= Javier Payeras =

Guatemalan poet, novelist, and essayist

Javier Antonio Payeras (born 6 February 1974 in Guatemala City) is a Guatemalan poet, novelist, and essayist.

==Biography==
Central American writer (Guatemala 1974). He is one of the writers who emerged after the Guatemalan Civil War as part of the so-called postwar generation. From 1998, he joined an emerging movement called Casa Bizarra, a project of young artists from the post-conflict generation.
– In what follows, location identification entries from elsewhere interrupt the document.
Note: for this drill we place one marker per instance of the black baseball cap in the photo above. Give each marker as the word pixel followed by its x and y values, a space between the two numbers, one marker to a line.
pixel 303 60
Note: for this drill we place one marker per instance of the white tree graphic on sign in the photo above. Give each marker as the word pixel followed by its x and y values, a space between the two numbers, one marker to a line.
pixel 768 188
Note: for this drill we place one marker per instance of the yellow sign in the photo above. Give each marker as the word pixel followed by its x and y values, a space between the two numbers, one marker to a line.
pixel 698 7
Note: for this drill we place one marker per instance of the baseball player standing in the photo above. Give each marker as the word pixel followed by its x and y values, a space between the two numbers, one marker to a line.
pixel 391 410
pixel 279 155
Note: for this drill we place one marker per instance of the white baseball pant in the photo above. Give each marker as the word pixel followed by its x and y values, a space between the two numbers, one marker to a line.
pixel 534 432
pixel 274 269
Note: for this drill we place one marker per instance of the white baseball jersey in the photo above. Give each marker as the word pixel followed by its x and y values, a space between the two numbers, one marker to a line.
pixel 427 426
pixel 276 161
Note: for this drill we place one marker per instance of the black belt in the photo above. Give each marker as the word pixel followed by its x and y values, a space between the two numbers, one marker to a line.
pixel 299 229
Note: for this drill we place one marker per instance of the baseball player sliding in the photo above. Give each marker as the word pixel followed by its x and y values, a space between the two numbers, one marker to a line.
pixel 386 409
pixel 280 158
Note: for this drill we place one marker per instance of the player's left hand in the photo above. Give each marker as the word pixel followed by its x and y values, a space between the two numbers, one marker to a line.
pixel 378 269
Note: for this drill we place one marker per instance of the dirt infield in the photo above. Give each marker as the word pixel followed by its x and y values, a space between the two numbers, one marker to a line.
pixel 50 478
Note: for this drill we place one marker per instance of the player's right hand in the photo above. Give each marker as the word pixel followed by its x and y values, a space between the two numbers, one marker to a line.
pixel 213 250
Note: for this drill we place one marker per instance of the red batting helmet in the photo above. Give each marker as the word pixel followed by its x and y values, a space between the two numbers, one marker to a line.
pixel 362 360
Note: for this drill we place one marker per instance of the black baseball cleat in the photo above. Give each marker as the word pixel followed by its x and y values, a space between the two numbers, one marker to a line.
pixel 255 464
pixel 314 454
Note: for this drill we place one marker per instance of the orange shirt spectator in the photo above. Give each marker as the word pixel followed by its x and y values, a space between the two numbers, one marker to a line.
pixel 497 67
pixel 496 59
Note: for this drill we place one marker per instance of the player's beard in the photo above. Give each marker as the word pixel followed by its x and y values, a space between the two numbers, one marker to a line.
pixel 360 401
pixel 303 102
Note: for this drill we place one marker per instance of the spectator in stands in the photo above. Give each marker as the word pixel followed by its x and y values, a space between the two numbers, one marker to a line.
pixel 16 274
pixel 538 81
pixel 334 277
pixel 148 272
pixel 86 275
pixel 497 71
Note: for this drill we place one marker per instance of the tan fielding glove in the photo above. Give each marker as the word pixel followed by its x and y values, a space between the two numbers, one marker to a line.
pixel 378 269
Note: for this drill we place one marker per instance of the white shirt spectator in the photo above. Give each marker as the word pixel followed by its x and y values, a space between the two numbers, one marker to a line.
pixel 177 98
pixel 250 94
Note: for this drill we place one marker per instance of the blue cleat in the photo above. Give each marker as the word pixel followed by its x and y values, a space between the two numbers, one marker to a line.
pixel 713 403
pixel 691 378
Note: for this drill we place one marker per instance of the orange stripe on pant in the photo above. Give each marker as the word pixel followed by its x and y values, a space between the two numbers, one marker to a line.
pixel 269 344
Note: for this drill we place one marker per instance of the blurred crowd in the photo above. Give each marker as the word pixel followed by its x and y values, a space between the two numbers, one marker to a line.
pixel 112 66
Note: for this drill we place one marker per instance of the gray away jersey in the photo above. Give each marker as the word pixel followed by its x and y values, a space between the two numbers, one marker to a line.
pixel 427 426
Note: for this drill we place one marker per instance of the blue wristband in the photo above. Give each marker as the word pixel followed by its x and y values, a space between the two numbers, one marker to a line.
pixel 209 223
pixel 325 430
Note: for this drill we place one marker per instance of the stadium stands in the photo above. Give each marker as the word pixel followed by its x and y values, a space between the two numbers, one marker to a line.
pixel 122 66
A tireless promoter of culture, he was coordinator of the Festival Octubreazul in 2000, director of the Contemporary Art Foundation Colloquia, and curator of Project Crea.

==Published works==
- Fondo para un disco de John Zorn (poetry, 2013)
- Soledadbrother (stage adaptation by Luis Carlos Pineda and Josué Sotomayor) Centro Cultural de Spain in Guatemala and Catafixia Editorial (2013
- Imágenes para un View-Master (fiction, 2003, 2010)
- Soledadbrother (poetry, 2003, 2010)
- Ruido de Fondo (fiction, 2003, 2006)
- Afuera (fiction, 2006)
- Las palabras que luego abandonamos (poetry, 2007)
- Lecturas menores (reviews and literary essays, 2008)
- Dos de sal Gema / Relatos autodidactas (poetry and narrative, 2008)
- Días Amarillos (novel, 2009)
- Post-its de luz sucia (poetry, 2009)
- La resignación y la asfixia (poetry, 2011)
- (...) y otros relatos breves (short stories, 2000, 2012)
- limbo (fiction, 2011)
- Déjate caer (poetry, 2012)
- Raktas (fiction, 2000, 2013)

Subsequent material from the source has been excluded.